FERTILITY SPARING - UNA TECNICA ALL'AVANGUARDIA PER PRESERVARE LA FERTILITÀ DI BAMBINE IN TERAPIA ONCOLOGICA

​Ogni tanto navigando su Internet o leggendo distrattamente i giornali si colgono notizie folgoranti, come per esempio: “Una bambina di 10 anni, seguita da un centro di Oncologia pediatrica per un sarcoma di Ewing, è stata sottoposta a un intervento all'avanguardia per preservarne la fertilità.” Nulla di più strabiliante in quanto le buone notizie sono due: la bambina guarirà e potrà avere figli nonostante gli indispensabili veleni della chemioterapia. Ciò significa non solo occuparsi del momento critico, ma pensare al futuro.
​Prima di iniziare la chemioterapia le è stato asportato, con un intervento in laparoscopia, il tessuto ovarico che viene quindi crioconservato e protetto dagli effetti potenzialmente dannosi del trattamento per la capacità ovarica. Quando la bambina sarà in condizioni ottimali, il tessuto sarà reimpiantato.

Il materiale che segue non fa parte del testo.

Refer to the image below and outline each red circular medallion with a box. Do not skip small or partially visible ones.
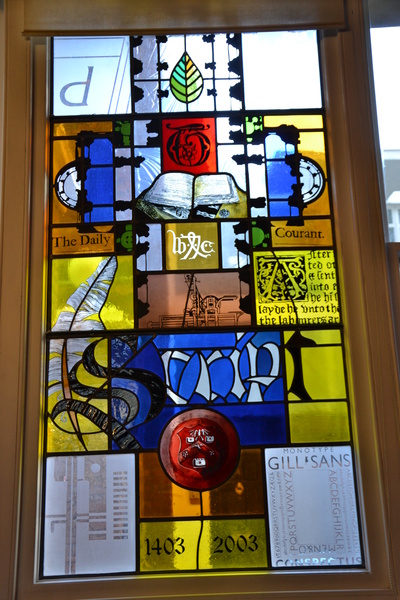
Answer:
[159,409,240,491]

Questa tecnica eccezionale si chiama “fertility sparing”. Il tessuto ovarico, asportato in laparoscopia mediante un intervento mini-invasivo, viene crioconservato, cioè conservato a temperature bassissime in laboratori specifici, fino a che sarà poi reimpiantato con trasposizione ovarica. Questa tecnica è molto promettente e aiuterà la preservazione della fertilità in età evolutiva con un successo che va dal 20 al 100%.
Leggiamo che nel mondo e anche in Italia, ha già portato a circa 100 gravidanze a termine. Sono dati che ci incoraggiamo a non considerarla più una terapia sperimentale.

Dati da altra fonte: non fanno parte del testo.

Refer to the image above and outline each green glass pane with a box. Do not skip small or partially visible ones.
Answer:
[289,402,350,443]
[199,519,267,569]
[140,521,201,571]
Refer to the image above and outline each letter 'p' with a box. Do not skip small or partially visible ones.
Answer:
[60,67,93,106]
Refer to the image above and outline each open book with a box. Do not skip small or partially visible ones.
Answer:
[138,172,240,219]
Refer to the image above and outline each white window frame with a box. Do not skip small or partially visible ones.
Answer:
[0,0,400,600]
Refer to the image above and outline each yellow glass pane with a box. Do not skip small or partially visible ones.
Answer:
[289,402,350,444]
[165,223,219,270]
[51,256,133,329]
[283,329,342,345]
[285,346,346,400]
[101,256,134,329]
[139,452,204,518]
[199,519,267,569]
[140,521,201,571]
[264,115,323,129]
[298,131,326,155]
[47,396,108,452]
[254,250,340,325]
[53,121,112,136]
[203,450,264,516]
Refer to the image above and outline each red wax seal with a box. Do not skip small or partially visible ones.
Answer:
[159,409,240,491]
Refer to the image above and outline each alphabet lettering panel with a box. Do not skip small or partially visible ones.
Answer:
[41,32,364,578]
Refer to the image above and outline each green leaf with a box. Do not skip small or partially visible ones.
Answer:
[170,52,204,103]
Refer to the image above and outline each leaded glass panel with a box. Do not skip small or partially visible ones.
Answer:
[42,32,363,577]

Inoltre si apre la prospettiva di proporre questo intervento anche a giovani pazienti oncologiche che pur più grandi, a causa della gravità della malattia non possono attendere i tempi della stimolazione ovarica per cominciare la chemioterapia e che dunque possono trarre
da questa tecnica un vantaggio importante. Più spesso invece per le giovani pazienti più grandi, che hanno già avuto il menarca (ovvero la prima mestruazione) si procede con la stimolazione ovarica, il prelievo degli ovociti e la successiva crioconservazione: una procedura simile a quella applicata per le donne adulte che si sottopongono a procreazione medicalmente assistita.
Si tratta quindi di congelare il tempo che passa. Impossibile?

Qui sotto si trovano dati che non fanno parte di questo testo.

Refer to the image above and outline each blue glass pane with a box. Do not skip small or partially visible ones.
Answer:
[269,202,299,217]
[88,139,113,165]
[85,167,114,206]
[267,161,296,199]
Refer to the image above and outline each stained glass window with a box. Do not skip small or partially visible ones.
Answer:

No, il tempo non si ferma di certo, ma si congelano la promessa e la speranza per la continuità della specie. Se il tempo non si può fermare, si può però preservare la fertilità congelando gli ovociti, e dando qualche chance in più di poter tentare una gravidanza.
Solo chi è passato sulla strada accidentata della chemioterapia con tutte le sue incertezze può comprendere quanto sia importante pensare al futuro, pensarlo in positivo, non solo, ma anche pensare alla propria crescita.
L’idea di una famiglia, magari non viene in mente ad una bambina di 10 anni, ma presto saprà essere riconoscente ai suoi genitori che hanno pensato e preservato per lei la speranza del futuro. Un bambino che viene dal “ghiaccio”, ma si tratta di un ghiaccio fatto di amore e di calore umano. Parliamo di diritto alla maternità che non deve essere negato fin dall’infanzia a causa di una malattia.